As writers, we often talk about inspiration as something that happens to us – something that strikes us in odd moments, and not always when we’re looking for it. But that’s not really true. We can seek out the things that inspire us whenever we like, rather than waiting for them to come to us.

What inspires us is personal. It will be different for everyone. But even if you feel like you’re not sure where your inspiration comes from, it’s actually pretty easy to find out.

Start by thinking about what inspired the ideas you’re working on right now. What prompted you to ask, “I wonder…?” or “What if…?”

For me, it’s history. I love learning about the history of a place or a profession, looking at old paintings and photographs and seeing what questions they churn up.

My two main works in progress started with 1) a painting I saw in the Museum of London, showing a fair being held on the ice of a frozen Thames, and 2) a photograph of a huge cemetery in Italy, the hillsides covered in marble graves. These two pictures gave me such a strong sense of a setting, and I was able to start populating them with their own histories, my characters, a plot.

I also love mudlarking. These two objects are my favourite ever finds from the Thames foreshore and they both sent my imagination reeling.

The things that inspire me to write: a small thimble made of dark metal and a ridged white cube around the size of a game die.

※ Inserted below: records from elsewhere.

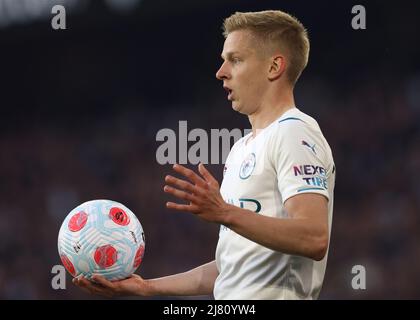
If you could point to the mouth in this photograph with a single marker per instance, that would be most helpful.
(229, 91)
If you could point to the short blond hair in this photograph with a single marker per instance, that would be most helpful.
(281, 29)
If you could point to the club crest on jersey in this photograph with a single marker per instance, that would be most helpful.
(247, 166)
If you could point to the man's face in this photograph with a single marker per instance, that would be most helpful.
(243, 72)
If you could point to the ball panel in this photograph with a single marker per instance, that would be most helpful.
(101, 237)
(78, 221)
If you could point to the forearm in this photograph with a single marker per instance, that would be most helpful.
(198, 281)
(290, 236)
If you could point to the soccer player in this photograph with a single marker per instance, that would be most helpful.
(275, 203)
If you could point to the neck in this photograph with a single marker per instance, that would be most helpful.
(270, 110)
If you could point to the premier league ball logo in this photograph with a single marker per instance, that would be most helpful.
(247, 166)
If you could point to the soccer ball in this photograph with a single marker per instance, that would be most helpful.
(101, 237)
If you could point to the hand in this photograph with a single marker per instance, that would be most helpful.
(202, 193)
(135, 285)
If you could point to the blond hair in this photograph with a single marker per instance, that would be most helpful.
(277, 28)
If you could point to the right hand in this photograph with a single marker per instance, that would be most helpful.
(135, 285)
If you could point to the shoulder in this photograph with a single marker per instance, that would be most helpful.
(295, 123)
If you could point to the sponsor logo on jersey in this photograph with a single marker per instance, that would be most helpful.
(247, 166)
(314, 176)
(304, 143)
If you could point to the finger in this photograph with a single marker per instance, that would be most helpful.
(207, 175)
(191, 175)
(94, 288)
(180, 194)
(84, 284)
(181, 207)
(184, 185)
(103, 281)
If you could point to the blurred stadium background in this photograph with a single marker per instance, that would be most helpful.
(80, 109)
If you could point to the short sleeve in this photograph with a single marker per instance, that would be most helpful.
(300, 159)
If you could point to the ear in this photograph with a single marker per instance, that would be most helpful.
(277, 67)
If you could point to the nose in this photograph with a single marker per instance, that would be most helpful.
(222, 73)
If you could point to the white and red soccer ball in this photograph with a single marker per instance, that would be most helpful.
(101, 237)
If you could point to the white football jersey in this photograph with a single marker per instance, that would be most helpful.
(287, 158)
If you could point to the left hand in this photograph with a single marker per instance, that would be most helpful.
(202, 193)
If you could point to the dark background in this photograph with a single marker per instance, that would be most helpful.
(80, 109)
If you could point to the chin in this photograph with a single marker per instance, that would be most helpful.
(238, 108)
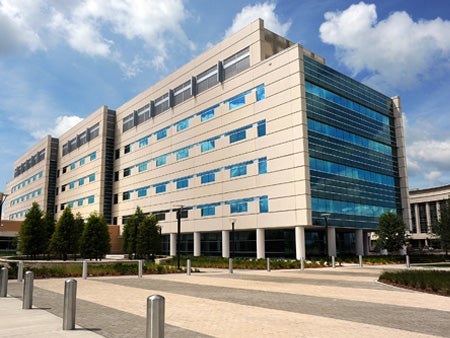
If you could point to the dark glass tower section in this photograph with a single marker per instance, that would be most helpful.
(352, 147)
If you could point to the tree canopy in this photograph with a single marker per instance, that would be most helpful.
(391, 232)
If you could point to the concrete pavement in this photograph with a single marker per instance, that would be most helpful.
(341, 302)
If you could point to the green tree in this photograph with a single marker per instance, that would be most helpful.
(129, 233)
(61, 243)
(95, 239)
(32, 235)
(391, 232)
(148, 238)
(441, 228)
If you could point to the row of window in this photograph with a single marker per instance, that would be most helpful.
(205, 115)
(347, 208)
(207, 145)
(27, 181)
(90, 178)
(79, 140)
(351, 172)
(80, 162)
(342, 101)
(348, 137)
(30, 162)
(26, 197)
(328, 77)
(235, 170)
(205, 80)
(79, 202)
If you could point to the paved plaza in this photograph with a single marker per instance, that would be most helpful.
(341, 302)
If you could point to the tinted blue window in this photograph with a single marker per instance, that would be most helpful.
(160, 188)
(208, 211)
(182, 125)
(161, 134)
(261, 128)
(182, 183)
(207, 145)
(238, 136)
(161, 160)
(209, 114)
(208, 177)
(238, 206)
(263, 204)
(262, 165)
(238, 170)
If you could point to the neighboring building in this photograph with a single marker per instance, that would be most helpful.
(425, 210)
(255, 134)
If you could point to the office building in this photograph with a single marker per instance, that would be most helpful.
(268, 151)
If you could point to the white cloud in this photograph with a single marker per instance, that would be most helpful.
(265, 11)
(396, 51)
(62, 124)
(97, 28)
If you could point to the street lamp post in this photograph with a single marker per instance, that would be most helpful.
(326, 216)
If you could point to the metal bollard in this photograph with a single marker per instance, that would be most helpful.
(4, 282)
(140, 268)
(84, 275)
(27, 302)
(155, 316)
(20, 272)
(70, 300)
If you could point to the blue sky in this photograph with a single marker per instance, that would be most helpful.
(61, 60)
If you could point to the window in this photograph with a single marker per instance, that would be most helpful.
(160, 188)
(238, 206)
(207, 145)
(208, 177)
(238, 170)
(182, 125)
(182, 183)
(161, 134)
(142, 166)
(238, 135)
(161, 160)
(183, 153)
(262, 165)
(206, 115)
(263, 204)
(261, 128)
(142, 192)
(127, 149)
(208, 210)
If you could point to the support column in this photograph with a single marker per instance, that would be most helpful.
(300, 251)
(359, 242)
(173, 244)
(197, 244)
(260, 243)
(225, 243)
(331, 236)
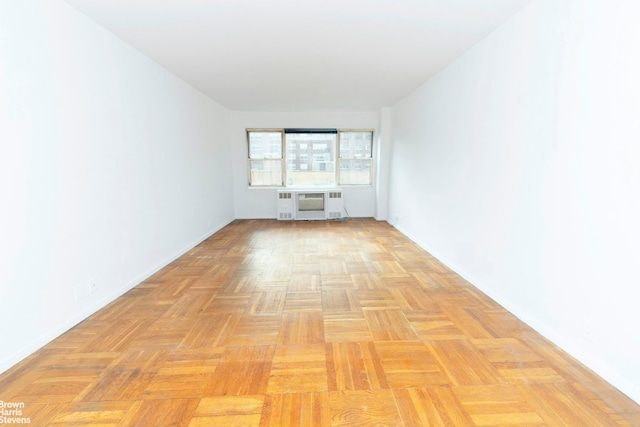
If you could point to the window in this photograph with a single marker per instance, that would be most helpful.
(265, 158)
(309, 157)
(355, 159)
(318, 172)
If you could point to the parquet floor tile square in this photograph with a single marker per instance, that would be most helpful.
(347, 326)
(228, 411)
(318, 323)
(409, 364)
(296, 409)
(354, 366)
(464, 364)
(298, 369)
(363, 408)
(389, 325)
(433, 406)
(302, 328)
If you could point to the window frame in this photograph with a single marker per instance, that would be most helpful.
(337, 161)
(340, 160)
(282, 157)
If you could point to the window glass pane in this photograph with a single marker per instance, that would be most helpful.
(311, 159)
(355, 172)
(355, 145)
(266, 172)
(265, 145)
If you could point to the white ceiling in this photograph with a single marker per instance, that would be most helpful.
(302, 55)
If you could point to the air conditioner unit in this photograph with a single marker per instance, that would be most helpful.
(310, 204)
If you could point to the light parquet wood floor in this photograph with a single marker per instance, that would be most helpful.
(308, 323)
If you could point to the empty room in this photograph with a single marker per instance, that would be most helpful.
(338, 213)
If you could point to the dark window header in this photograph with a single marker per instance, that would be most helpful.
(296, 130)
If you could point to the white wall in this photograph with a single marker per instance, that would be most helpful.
(261, 203)
(109, 168)
(519, 166)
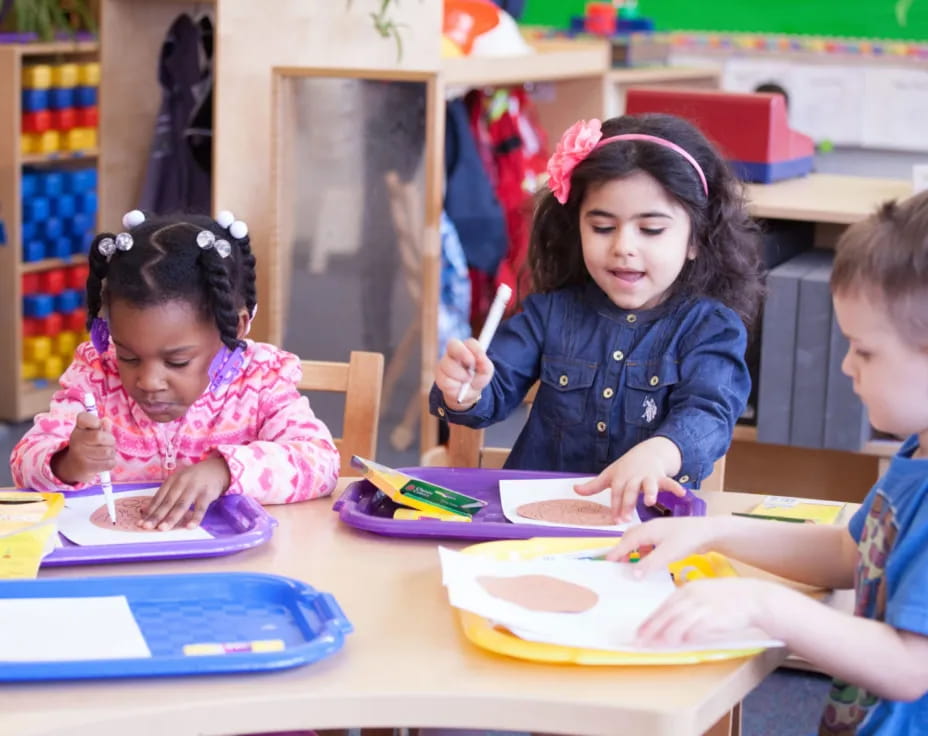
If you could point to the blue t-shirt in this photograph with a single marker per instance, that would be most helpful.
(891, 531)
(610, 378)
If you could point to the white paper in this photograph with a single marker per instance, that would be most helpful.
(67, 629)
(516, 493)
(624, 602)
(74, 523)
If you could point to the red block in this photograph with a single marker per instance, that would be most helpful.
(51, 325)
(77, 277)
(31, 327)
(76, 321)
(87, 117)
(30, 283)
(750, 127)
(64, 119)
(37, 122)
(52, 281)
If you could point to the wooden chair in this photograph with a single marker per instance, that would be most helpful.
(361, 380)
(465, 450)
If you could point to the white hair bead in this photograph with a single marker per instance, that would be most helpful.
(133, 218)
(238, 229)
(224, 219)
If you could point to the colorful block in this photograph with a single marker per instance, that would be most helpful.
(64, 75)
(37, 76)
(63, 119)
(61, 97)
(52, 281)
(37, 122)
(34, 99)
(88, 74)
(37, 349)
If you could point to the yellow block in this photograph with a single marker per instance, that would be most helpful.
(64, 75)
(65, 342)
(36, 349)
(80, 139)
(37, 76)
(88, 75)
(52, 367)
(30, 371)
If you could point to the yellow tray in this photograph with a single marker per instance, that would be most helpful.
(484, 634)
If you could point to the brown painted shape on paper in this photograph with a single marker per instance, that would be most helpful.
(540, 593)
(128, 513)
(568, 511)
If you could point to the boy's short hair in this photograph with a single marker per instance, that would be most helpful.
(885, 258)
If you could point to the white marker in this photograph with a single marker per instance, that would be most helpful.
(489, 328)
(90, 406)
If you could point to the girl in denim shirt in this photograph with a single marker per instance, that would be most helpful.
(646, 272)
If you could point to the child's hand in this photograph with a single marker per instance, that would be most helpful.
(707, 609)
(197, 485)
(668, 540)
(90, 451)
(463, 362)
(640, 470)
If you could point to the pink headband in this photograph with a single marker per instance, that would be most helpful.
(582, 138)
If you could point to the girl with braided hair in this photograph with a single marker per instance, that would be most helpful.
(184, 400)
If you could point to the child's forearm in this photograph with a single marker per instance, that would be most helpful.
(824, 556)
(885, 661)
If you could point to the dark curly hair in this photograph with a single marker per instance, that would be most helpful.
(727, 265)
(166, 264)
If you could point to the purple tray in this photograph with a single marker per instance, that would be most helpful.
(364, 506)
(236, 522)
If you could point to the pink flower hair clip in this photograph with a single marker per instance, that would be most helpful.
(575, 145)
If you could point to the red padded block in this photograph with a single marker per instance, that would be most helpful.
(750, 127)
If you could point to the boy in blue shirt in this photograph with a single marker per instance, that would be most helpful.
(878, 656)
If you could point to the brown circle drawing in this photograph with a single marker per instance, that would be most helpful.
(568, 511)
(540, 593)
(128, 513)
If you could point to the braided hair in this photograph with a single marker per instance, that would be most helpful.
(165, 264)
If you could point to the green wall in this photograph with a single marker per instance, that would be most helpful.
(852, 18)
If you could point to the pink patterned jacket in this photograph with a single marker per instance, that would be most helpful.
(276, 449)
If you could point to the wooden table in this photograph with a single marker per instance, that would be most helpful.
(407, 663)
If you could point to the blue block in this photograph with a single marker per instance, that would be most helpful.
(30, 231)
(65, 205)
(33, 250)
(51, 183)
(52, 228)
(34, 100)
(36, 209)
(29, 185)
(61, 97)
(60, 247)
(82, 180)
(67, 301)
(85, 96)
(87, 203)
(767, 173)
(38, 305)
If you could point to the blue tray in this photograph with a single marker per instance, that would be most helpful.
(175, 610)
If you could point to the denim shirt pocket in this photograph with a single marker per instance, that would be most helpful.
(565, 388)
(647, 391)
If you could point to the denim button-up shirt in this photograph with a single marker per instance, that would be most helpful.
(611, 378)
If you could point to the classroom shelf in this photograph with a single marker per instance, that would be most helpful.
(47, 263)
(59, 156)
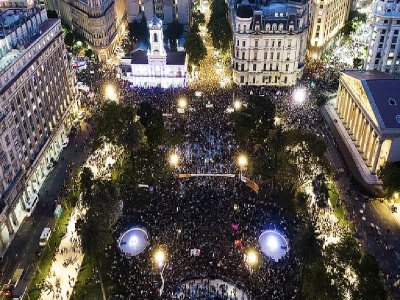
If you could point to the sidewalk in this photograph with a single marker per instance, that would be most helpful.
(65, 267)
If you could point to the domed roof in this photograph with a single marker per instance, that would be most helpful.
(244, 10)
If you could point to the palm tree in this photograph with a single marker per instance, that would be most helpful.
(308, 248)
(94, 236)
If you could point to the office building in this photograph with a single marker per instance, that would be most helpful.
(328, 17)
(270, 41)
(101, 23)
(384, 47)
(166, 10)
(37, 102)
(367, 118)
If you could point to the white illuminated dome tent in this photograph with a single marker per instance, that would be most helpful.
(155, 66)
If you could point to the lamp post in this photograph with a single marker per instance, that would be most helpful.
(182, 104)
(174, 160)
(242, 162)
(251, 259)
(160, 260)
(110, 93)
(237, 104)
(299, 95)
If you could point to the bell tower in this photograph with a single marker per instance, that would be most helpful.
(157, 51)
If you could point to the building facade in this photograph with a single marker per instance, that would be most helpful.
(37, 102)
(328, 17)
(166, 10)
(384, 48)
(101, 23)
(154, 66)
(367, 116)
(270, 41)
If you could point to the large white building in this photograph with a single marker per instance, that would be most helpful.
(154, 66)
(384, 47)
(270, 42)
(166, 10)
(37, 101)
(367, 117)
(328, 17)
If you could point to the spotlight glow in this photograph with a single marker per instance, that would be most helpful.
(299, 95)
(272, 243)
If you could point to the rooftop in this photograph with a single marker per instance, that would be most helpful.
(383, 91)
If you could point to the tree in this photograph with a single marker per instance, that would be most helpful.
(69, 39)
(390, 174)
(195, 48)
(52, 14)
(307, 246)
(219, 26)
(95, 237)
(253, 122)
(118, 124)
(89, 53)
(174, 31)
(198, 18)
(152, 120)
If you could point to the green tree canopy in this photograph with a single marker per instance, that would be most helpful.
(253, 122)
(195, 48)
(152, 120)
(219, 26)
(174, 31)
(118, 124)
(390, 176)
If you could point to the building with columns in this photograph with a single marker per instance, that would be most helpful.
(270, 42)
(384, 45)
(37, 104)
(154, 66)
(367, 116)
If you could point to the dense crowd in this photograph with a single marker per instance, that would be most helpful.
(198, 213)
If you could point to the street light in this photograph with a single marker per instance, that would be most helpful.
(174, 160)
(242, 161)
(237, 105)
(182, 103)
(160, 259)
(110, 93)
(299, 95)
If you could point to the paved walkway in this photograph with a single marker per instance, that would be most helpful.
(65, 267)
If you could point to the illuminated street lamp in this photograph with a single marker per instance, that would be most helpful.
(252, 257)
(182, 103)
(237, 105)
(242, 161)
(110, 93)
(299, 95)
(160, 258)
(174, 160)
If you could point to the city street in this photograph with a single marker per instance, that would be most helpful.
(25, 246)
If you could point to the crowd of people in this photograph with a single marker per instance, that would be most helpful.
(198, 213)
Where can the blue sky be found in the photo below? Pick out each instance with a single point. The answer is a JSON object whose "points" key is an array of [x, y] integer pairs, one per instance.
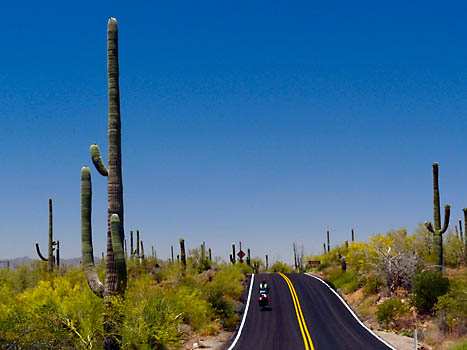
{"points": [[255, 121]]}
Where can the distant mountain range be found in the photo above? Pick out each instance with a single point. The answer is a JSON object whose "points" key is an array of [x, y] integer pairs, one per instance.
{"points": [[27, 260]]}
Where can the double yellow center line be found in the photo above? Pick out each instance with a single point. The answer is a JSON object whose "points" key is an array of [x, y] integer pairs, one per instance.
{"points": [[298, 311]]}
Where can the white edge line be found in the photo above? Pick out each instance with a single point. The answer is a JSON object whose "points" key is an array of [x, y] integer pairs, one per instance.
{"points": [[353, 313], [239, 333]]}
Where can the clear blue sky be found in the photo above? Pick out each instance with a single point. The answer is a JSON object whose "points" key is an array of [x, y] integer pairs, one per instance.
{"points": [[262, 121]]}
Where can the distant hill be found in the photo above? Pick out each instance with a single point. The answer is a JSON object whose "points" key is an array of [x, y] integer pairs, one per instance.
{"points": [[27, 261]]}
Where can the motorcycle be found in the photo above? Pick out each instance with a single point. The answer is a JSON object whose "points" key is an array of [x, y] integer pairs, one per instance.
{"points": [[263, 300]]}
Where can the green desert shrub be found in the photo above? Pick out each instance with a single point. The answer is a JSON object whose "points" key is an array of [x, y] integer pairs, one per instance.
{"points": [[371, 285], [428, 287], [322, 266], [346, 280], [391, 309], [451, 308]]}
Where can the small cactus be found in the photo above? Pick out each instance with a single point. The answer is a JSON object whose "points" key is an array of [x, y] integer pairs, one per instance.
{"points": [[437, 230]]}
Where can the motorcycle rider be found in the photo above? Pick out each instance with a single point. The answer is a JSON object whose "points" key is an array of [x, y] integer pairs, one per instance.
{"points": [[263, 287]]}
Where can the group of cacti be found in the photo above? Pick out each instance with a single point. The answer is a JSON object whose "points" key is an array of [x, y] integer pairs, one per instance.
{"points": [[436, 228]]}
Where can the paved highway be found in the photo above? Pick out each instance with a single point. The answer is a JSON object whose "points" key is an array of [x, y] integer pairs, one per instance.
{"points": [[305, 314]]}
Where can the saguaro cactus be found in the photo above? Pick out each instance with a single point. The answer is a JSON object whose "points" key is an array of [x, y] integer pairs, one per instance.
{"points": [[116, 276], [465, 234], [182, 253], [437, 230], [50, 259], [234, 258], [203, 252], [460, 227]]}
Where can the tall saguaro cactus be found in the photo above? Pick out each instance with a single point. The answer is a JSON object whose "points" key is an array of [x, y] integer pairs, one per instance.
{"points": [[182, 254], [437, 230], [465, 234], [116, 274], [50, 259], [234, 258]]}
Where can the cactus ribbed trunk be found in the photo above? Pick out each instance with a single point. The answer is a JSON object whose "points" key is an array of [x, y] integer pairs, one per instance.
{"points": [[437, 230], [51, 249], [50, 253], [203, 253], [57, 255], [116, 277], [465, 235], [460, 228], [182, 254]]}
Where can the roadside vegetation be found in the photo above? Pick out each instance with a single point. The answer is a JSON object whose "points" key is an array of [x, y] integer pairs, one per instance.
{"points": [[162, 304], [393, 283]]}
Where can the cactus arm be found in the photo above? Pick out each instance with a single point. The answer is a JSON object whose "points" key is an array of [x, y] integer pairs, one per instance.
{"points": [[429, 226], [447, 214], [39, 253], [86, 234], [436, 210], [97, 160], [119, 256]]}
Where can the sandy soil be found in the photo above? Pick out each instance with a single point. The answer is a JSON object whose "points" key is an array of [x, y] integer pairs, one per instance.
{"points": [[216, 342]]}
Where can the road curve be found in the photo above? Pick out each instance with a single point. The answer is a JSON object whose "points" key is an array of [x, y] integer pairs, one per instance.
{"points": [[329, 322]]}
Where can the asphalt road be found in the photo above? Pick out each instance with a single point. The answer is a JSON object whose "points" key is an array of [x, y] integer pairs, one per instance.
{"points": [[330, 324]]}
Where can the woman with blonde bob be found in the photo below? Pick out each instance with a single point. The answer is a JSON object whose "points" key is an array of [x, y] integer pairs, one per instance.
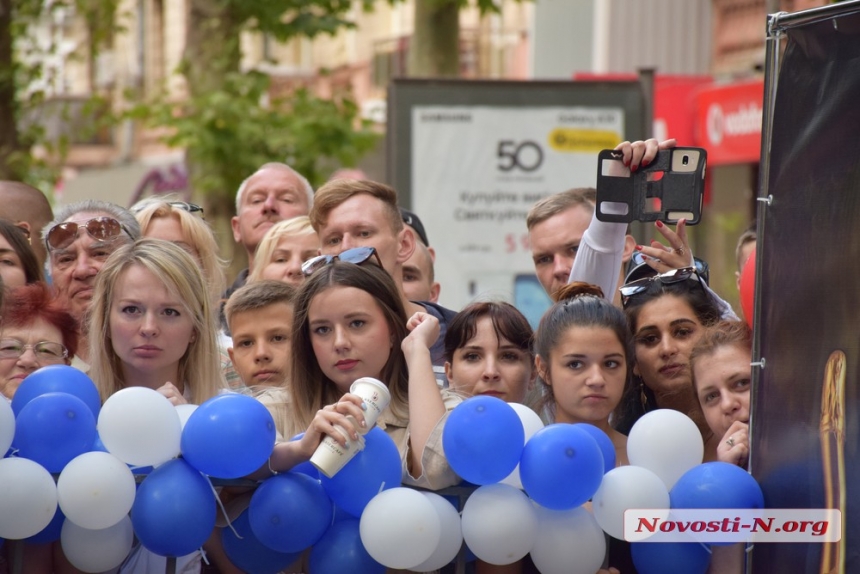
{"points": [[152, 324], [182, 223], [283, 249]]}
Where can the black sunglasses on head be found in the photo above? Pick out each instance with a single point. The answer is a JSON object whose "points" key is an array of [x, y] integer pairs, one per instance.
{"points": [[638, 286], [356, 255], [99, 228]]}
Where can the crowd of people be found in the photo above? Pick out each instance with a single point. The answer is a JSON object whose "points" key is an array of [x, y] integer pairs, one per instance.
{"points": [[339, 286]]}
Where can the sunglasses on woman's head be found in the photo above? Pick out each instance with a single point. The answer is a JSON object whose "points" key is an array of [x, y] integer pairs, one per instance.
{"points": [[673, 276], [356, 255], [100, 228]]}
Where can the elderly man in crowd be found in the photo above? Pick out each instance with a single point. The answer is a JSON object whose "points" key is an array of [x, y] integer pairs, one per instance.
{"points": [[79, 241]]}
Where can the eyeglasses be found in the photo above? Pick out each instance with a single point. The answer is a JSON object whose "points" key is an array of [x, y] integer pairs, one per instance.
{"points": [[637, 262], [669, 277], [45, 351], [356, 255], [189, 207], [101, 228]]}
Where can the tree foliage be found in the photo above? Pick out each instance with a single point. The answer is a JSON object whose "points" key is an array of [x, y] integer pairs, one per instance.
{"points": [[229, 125], [229, 133], [28, 151]]}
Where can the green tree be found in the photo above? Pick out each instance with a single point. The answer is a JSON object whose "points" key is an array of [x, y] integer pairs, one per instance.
{"points": [[229, 126], [434, 49], [23, 102]]}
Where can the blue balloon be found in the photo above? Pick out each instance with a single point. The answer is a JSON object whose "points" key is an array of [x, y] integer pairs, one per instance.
{"points": [[483, 440], [174, 510], [51, 532], [716, 485], [340, 550], [376, 468], [662, 557], [604, 442], [249, 554], [561, 467], [54, 428], [58, 379], [289, 512], [228, 436]]}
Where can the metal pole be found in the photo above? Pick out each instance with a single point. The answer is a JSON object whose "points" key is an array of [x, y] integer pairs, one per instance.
{"points": [[771, 75], [793, 20]]}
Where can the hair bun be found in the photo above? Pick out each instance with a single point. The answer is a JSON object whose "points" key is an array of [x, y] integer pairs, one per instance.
{"points": [[577, 289]]}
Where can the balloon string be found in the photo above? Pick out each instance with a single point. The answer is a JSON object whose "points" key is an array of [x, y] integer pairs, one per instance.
{"points": [[221, 506]]}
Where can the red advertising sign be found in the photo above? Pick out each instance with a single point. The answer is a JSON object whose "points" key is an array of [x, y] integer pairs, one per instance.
{"points": [[728, 122]]}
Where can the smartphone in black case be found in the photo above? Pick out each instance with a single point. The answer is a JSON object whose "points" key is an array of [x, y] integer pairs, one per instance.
{"points": [[671, 188]]}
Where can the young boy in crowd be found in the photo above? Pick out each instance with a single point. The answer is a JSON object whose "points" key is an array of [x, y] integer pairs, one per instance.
{"points": [[260, 316]]}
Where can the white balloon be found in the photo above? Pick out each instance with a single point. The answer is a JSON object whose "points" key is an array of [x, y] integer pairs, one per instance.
{"points": [[140, 427], [499, 524], [400, 528], [451, 538], [184, 411], [7, 426], [96, 490], [28, 498], [568, 542], [666, 442], [531, 424], [97, 550], [624, 488]]}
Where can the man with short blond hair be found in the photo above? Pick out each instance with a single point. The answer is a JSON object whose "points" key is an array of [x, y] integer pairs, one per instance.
{"points": [[556, 225], [363, 213]]}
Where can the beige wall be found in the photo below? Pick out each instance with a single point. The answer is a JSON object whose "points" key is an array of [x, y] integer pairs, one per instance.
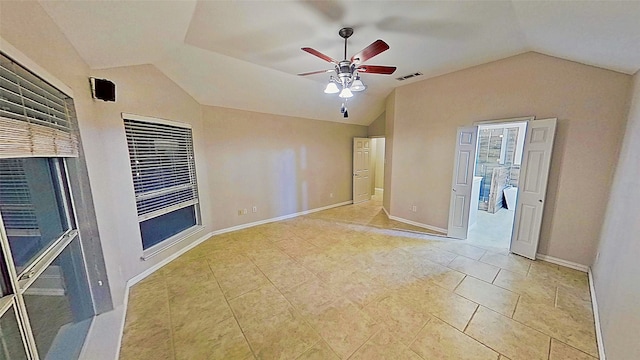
{"points": [[141, 90], [379, 161], [280, 164], [377, 127], [390, 114], [590, 104], [617, 270]]}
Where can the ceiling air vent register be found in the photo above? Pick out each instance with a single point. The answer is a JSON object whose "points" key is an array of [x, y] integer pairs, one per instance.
{"points": [[402, 78]]}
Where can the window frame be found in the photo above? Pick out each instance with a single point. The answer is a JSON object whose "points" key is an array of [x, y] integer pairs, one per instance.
{"points": [[186, 233]]}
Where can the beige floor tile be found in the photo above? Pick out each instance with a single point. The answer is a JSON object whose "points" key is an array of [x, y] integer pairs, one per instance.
{"points": [[198, 303], [429, 298], [488, 295], [148, 345], [435, 254], [459, 248], [398, 319], [296, 247], [438, 340], [474, 268], [561, 324], [235, 281], [509, 262], [206, 340], [559, 275], [562, 351], [357, 287], [310, 298], [258, 305], [319, 351], [384, 346], [511, 338], [448, 278], [366, 289], [527, 287], [344, 327], [287, 274], [267, 255], [283, 336]]}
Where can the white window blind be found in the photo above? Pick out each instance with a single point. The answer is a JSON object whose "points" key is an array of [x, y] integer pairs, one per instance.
{"points": [[35, 117], [162, 167], [15, 200]]}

As far as I can tell, the thimble on the left is from around the 17th or 18th century, likely from the London factory of a Dutch maker (this website was an excellent source of information as I sat excitedly googling afterwards). When I look at it, I wonder about the lives of the worker who made it, the women who might have used it, and how it ended up in the Thames.

The strange, glazed, ridged cube on the right appears to be a piece from a game played in Victorian times, known variously as “snobs”, “gobs”, or “knucklebones”. There are some other examples found by mudlark Lara Maiklem here. It’s easy to imagine a gang of children crouched in the street playing this game, and to imagine their disappointment when they realised one of their beautiful pieces had gone missing.

These finds, my visits to museums, and snippets from history books all spark my imagination in a way that just doesn’t happen when I’m sat at my desk staring at an empty Word document. And so, when I find inspiration lacking, I can go seek it out – not just blindly hoping that it’ll come my way, but in the knowledge that these are the exact same things that have given me ideas in the past.

So what has prompted you to write before?

Was it a movie? A strange story in the newspaper? Then go watch more movies and read more articles! A photograph? Politics? A conversation? Visiting new places?

The point is: inspiration is everywhere. Sometimes we might stumble across it by accident, and that’s great, but we don’t have to rely on luck. We can narrow down where to find it, then get out there and chase it down!